When Stephen Colbert introduced the word truthiness on his show, he told us to trust our guts.

That’s where the truth comes from, ladies and gentlemen: in the gut. Do you know that you have more nerve endings in your stomach than in your head? Look it up. Now somebody’s going to say, I did look that up, and it’s wrong. Well, mister, that’s cause you looked it up in a book. Next time, try looking it up in your gut.

Truthiness, chosen as the Word of the Year in 2005 by the American Dialect Society, is the quality of certain kinds of baloney that *seem *true. Technically:

*Truthiness, n, the quality of stating concepts or facts one wishes or believes to be true, rather than concepts or facts known to be true.*

Colbert’s coinage recognize that for some unscrupulous actors, seeming true is good enough. The genius of truthiness is that it pinpointed how people take advantage of a lack of skepticism. When something seems true, we tend to take it at face value. As soon as it passes the gut check, we take it as a given.

There’s one kind of truthiness that’s particularly subtle and malevolent, and that’s the kind where mathematics gets involved. Author Charles Seife just wrote a book about it, and coined the word to describe it. The book is called *Proofiness: the Dark Arts of Mathematical Deception*.

Proofiness refers to a particularly devious kind of truthiness: the use (and misuse) of mathematics to give bull the illusion of truth. What makes proofiness so terrible is that numbers glow with truth. Introduce a number into a statement and it just seems truer. (It can be up to 7.3 times as truthy!)
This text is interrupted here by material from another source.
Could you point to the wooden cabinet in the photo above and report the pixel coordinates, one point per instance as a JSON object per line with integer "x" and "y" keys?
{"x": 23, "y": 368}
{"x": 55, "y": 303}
Charles Seife wrote *Zero*, a decent but not exceptional pop math book. *Proofiness* is better, and more important. In fact, I could imagine it being the backbone of a (required?) high school class. Seife even raids science, hitting sexy articles from *Nature* and exposing their errors deducing patterns from noise, an error he terms *randumbness. (*Seife coins many such terms throughout the book—*Potemkin numbers* when they’re made up, *causuistry* for the confusion of cause and correlation, and many more. Normally, I bridle at this kind of cutesyness, and I did here a little, I have to say. In his defense, it was sometimes nice to have terms for some of the specific types of proofiness he discussed.)

Seife’s best chapters have to do with how risk is managed—culminating in a discussion of the financial meltdown that led to the Great Recession, how systematic bias affects polls, and, perhaps most damnably, how faulty probability lead to (probably) wrong outcomes in court. Along the way, he hits some pretty subtle mathematical ideas, and I have to say, he handles them very smoothly. You get a little probability and statistics, a little bit of reading graphs, on proper measurement, estimation, and *disestimation*—one of my favorite of his coined terms, and an intuitive picture of how gerrymandering works. But more gripping than the strictly mathematical parts is the sense of outrage. You read it and think, I remember when they said that Hummers were more fuel efficient than Priuses. Why didn’t I notice that they made up the numbers? (Advertisers argued that Hummers would last a lot longer, pulling numbers pretty much out of nowhere.) You’ve got to be pretty sophisticated, and pretty vigilant, not to have been taken in by these techniques.

And that’s the point, and the reason the book is important. The issues Seife covers–advertising, our economy, propaganda, science, justice, journalism—are critical to our functioning democracy. We need to understand math, it turns out, to protect ourselves from being manipulated by it. As Seife ends his book,

*Mathematical sophistication is the only antidote to proofiness, and our degree of knowledge will determine whether we succumb to proofiness or fight against it. It’s more than mere rhetoric; our democracy may well rise or fall by the numbers*.

This book is one of the best articulations of the need for a baseline of mathematical facility in an educated citizenry, and a primer on what kinds of mathematics are most important for everyone to know (calculus, no; statistics, yes). Put it on your summer reading list. And even better, let’s see high school classes that deal with these topics sprouting up soon.

[Note: it's almost inevitable that some of Seife's arguments were problematic themselves, especially since he makes a colossal effort to remain evenhanded when it comes to political issues; for every conservative example of proofiness, he tries to find a liberal one to match it. One of these, a nitpicky jab at Gore's Inconvenient Truth (which Seife takes issue with only on certain details, not in the main) was taken apart here.]